Bakınız, "toplanma alanları" demiştik. 1999 depreminin ardından İstanbul'da 496 toplanma alanı belirlenmişti. Bugün, hemen hepsi ranta açılan toplanma alanları 77'ye düşmüş durumda 496'dan. AFAD ise minicik alanları, çocuk parklarını, cami avlularını toplanma alanı göstererek 2.354 toplanma alanı olduğunu iddia ediyor; oysa toplanma alanlarının, ikamet edilecek yani konteyner ve çadır kentlerin kurulacağı, duş, ısınma gibi temel ihtiyaçların da yer alabileceği alanlar olması gerekiyor. Ranta açılan toplanma alanlarına birkaç örnek vereyim: Yapımı sırasında 10 işçinin iş cinayetinde hayatını kaybettiği Torun Center'ın yükseldiği Ali Sami Yen Stadı, Akasya AVM'nin yer aldığı eski OTOSAN arazisi ve daha niceleri, Erenköy'de Tarım İl Müdürlüğünün bulunduğu yerler.
Evet, mesele yine rant, yine rant. Her şey ve her dönüşüm deprem değil rant odaklı arkadaşlar. 2 milyon ruhsatsız ve iskânsız bina var fakat projeler kentlerin rant değeri yüksek bölgelerinden başlatılıyor. Mevcut yapı stokunun büyük bir kısmı onarılıp güçlendirilebilecekken "yık, yap" anlayışıyla yalnızca kârı hedefleyen projeler hazırlanıyor.

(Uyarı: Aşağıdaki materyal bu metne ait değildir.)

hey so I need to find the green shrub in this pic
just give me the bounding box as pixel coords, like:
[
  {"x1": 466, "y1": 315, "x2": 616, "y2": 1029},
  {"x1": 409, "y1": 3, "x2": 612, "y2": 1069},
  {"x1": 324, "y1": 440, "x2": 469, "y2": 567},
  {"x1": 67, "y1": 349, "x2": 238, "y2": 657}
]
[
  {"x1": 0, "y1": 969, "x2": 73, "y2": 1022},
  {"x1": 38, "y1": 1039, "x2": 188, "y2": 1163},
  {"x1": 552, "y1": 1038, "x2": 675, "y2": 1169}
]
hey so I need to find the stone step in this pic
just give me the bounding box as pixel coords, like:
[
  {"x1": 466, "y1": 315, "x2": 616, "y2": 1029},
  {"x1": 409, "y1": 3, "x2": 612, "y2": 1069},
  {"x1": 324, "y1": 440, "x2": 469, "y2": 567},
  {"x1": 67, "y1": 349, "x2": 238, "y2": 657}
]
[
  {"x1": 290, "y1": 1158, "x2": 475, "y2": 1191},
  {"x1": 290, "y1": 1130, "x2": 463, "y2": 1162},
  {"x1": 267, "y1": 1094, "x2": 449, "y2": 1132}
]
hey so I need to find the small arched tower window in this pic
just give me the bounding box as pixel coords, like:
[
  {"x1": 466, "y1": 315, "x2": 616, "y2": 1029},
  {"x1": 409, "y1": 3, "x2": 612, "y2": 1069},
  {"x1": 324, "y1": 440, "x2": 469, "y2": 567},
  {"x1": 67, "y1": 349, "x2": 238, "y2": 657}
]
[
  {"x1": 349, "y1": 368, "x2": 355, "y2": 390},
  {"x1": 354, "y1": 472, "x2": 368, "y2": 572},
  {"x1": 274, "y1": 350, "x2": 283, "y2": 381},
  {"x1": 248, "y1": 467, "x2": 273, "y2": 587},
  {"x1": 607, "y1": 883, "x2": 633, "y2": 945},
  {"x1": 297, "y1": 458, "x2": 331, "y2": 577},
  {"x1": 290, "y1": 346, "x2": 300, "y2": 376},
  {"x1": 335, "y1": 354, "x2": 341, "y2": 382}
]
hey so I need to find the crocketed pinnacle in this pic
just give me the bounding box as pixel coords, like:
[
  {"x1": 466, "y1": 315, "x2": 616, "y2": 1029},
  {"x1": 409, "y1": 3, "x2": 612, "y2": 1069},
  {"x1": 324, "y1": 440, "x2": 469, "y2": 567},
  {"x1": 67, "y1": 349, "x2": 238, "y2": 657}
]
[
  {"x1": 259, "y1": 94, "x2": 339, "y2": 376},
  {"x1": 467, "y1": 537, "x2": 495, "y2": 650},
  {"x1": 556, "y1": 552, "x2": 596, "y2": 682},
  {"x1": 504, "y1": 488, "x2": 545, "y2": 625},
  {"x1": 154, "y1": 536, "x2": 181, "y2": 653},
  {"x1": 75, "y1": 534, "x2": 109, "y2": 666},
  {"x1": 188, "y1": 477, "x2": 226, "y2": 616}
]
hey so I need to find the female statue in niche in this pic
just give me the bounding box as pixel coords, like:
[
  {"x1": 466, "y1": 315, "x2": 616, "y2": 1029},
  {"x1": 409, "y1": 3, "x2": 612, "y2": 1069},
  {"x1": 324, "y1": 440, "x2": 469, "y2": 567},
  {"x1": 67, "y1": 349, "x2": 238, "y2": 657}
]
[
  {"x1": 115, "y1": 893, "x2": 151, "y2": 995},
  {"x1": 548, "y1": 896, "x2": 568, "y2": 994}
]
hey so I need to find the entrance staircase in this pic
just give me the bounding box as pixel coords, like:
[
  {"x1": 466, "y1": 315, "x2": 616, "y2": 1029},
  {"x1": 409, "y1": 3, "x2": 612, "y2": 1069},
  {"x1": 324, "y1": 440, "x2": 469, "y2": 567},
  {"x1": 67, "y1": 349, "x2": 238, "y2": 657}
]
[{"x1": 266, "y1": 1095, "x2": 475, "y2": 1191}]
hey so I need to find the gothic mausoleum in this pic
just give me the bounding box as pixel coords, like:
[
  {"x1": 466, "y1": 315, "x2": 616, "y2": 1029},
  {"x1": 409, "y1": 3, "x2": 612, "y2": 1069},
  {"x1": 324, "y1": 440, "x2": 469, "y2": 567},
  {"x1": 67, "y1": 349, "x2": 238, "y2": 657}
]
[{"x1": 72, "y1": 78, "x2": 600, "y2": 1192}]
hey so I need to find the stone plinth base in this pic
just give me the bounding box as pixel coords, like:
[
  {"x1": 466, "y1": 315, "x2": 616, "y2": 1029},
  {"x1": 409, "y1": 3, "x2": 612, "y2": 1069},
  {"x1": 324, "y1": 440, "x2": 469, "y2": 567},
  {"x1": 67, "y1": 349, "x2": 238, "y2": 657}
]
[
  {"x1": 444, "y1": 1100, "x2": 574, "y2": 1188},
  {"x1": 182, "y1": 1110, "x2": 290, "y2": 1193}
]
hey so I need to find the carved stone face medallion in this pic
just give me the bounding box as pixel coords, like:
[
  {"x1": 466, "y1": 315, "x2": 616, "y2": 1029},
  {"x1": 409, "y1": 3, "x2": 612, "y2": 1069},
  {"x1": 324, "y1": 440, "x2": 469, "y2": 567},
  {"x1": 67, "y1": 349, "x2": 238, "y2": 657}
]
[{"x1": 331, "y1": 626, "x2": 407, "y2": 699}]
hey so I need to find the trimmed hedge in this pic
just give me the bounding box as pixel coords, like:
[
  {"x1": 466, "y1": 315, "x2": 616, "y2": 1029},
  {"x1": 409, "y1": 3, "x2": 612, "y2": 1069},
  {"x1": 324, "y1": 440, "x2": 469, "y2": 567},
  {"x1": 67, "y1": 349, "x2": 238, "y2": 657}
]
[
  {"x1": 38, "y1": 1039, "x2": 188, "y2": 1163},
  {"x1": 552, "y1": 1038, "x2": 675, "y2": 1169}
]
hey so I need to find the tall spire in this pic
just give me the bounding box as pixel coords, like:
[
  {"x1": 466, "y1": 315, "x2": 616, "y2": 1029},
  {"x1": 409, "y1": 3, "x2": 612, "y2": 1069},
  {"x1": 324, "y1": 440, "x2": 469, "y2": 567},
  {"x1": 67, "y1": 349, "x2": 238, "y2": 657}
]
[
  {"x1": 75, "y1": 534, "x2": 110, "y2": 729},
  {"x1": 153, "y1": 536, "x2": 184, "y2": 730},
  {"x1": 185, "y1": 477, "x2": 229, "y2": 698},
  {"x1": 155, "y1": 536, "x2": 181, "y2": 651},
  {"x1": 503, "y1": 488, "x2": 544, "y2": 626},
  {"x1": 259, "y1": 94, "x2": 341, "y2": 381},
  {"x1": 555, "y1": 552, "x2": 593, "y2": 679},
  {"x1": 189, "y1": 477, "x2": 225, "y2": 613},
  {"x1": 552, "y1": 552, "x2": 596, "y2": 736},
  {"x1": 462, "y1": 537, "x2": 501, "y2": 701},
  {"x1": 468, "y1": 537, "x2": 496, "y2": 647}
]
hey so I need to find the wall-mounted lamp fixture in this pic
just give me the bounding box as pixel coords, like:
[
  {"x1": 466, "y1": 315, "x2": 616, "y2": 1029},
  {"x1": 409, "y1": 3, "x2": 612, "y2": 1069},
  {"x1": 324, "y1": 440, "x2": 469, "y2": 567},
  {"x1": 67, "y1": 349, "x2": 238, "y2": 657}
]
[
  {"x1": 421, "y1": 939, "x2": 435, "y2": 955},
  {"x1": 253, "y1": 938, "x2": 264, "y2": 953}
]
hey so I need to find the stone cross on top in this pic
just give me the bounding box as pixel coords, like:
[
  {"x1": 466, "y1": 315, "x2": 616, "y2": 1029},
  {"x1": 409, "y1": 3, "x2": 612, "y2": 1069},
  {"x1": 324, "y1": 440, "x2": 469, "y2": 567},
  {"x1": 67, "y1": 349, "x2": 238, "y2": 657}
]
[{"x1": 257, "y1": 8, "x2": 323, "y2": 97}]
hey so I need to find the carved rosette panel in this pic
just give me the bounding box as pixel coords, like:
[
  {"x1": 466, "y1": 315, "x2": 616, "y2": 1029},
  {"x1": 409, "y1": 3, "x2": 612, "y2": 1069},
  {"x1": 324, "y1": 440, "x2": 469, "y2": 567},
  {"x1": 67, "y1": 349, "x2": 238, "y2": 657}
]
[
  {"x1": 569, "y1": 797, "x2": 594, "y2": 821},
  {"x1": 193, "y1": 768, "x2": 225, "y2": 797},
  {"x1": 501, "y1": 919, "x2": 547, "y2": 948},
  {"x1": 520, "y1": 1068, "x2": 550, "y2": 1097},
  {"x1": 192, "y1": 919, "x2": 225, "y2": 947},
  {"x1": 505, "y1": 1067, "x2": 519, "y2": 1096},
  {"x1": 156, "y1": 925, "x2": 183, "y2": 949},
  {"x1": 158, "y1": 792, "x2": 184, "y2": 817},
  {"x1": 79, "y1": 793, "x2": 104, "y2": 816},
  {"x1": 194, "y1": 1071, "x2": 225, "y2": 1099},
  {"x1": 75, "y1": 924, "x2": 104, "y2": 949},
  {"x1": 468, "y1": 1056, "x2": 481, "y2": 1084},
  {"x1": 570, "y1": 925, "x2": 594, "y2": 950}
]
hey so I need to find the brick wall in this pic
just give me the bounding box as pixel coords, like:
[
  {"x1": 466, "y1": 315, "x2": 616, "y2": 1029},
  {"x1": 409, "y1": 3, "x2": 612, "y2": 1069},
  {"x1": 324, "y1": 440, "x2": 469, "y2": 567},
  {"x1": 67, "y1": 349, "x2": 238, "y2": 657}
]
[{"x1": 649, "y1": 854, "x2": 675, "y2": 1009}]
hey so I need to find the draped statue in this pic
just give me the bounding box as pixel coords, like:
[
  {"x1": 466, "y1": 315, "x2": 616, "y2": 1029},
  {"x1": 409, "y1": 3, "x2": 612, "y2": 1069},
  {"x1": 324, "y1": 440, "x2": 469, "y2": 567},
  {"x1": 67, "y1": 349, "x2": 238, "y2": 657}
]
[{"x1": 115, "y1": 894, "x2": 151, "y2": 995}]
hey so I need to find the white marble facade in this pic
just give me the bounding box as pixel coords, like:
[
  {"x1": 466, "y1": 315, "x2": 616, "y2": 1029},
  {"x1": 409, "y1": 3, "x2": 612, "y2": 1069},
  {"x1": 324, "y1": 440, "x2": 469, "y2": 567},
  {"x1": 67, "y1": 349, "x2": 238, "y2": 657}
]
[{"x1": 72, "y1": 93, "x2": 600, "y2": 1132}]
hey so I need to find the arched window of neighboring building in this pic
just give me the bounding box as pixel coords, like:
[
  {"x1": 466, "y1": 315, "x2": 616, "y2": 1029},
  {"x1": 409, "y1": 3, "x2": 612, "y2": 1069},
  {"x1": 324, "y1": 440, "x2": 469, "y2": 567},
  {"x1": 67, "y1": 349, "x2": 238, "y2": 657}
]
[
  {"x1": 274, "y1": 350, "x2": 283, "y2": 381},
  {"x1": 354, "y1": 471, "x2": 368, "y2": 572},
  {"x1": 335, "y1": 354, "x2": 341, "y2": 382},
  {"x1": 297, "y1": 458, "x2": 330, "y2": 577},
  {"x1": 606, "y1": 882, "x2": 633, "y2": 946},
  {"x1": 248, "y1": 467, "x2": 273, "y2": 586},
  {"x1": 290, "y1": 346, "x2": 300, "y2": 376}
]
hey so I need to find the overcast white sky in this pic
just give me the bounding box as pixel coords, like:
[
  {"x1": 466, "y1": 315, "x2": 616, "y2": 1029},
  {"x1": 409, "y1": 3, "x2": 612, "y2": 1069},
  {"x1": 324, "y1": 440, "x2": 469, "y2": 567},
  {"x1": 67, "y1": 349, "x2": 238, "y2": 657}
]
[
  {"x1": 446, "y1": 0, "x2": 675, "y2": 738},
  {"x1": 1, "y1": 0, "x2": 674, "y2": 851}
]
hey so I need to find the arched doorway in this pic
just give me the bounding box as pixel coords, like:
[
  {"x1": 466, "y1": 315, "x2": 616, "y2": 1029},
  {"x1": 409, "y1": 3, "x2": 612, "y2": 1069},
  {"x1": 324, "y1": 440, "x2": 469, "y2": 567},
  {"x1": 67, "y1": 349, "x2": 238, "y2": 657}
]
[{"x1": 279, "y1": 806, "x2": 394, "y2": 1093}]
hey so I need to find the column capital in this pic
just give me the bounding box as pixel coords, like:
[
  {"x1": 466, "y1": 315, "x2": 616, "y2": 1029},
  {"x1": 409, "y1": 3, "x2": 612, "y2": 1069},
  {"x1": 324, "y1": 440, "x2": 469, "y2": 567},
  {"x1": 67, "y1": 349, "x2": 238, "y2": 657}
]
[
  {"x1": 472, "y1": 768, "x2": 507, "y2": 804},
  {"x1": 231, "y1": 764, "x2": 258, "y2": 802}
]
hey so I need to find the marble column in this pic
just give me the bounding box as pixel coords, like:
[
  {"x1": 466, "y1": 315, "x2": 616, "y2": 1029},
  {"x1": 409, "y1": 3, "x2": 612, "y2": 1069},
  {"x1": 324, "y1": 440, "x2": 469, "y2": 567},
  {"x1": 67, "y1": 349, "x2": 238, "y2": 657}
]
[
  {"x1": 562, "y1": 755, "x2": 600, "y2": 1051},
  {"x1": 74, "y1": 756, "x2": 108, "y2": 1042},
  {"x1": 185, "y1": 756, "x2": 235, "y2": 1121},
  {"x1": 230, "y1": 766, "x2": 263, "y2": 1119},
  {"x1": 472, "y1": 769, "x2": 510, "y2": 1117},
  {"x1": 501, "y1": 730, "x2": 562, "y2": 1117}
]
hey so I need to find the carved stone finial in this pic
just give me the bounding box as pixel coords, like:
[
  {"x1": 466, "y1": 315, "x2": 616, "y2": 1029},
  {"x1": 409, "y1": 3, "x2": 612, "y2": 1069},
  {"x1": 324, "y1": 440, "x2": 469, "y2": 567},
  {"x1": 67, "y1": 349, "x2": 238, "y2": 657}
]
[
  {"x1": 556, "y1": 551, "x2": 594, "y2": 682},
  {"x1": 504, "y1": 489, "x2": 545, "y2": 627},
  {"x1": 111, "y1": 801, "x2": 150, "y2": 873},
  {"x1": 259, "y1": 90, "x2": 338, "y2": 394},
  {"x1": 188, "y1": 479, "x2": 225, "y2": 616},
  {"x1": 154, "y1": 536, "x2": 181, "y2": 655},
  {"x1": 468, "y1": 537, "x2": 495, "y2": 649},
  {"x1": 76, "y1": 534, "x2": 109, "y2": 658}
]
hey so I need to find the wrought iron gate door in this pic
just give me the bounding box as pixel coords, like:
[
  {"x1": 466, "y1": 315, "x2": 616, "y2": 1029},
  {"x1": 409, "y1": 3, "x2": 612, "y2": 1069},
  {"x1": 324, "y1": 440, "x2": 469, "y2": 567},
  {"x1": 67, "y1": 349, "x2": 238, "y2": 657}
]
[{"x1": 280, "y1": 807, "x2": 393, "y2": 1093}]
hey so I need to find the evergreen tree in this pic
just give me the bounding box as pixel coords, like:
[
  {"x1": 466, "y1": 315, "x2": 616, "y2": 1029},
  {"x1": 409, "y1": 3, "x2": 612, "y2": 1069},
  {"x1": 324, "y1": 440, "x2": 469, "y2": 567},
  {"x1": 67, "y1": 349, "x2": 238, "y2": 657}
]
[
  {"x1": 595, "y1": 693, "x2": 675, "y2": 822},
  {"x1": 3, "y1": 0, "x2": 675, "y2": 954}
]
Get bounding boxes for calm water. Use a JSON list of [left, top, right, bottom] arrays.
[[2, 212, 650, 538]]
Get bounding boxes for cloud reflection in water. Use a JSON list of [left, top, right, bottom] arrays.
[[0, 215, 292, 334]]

Türk Mühendis ve Mimar Odaları Birliğinin ve akademisyenlerin yıllardır üzerinde durduğu gibi, tüm mevcut binaların önce envanterinin çıkarılması "yık, yap" anlayışı yerine güçlendirilebilecek binaların bir an önce güçlendirme çalışmalarının yapılması gerekiyor. İstanbul ve Van depremleri yüreğimizin büyük bir acısıdır ama biz bunun sadece bir felaket, doğal afet olmadığını biliyoruz. Deprem değil sorumsuzluk öldürür arkadaşlar.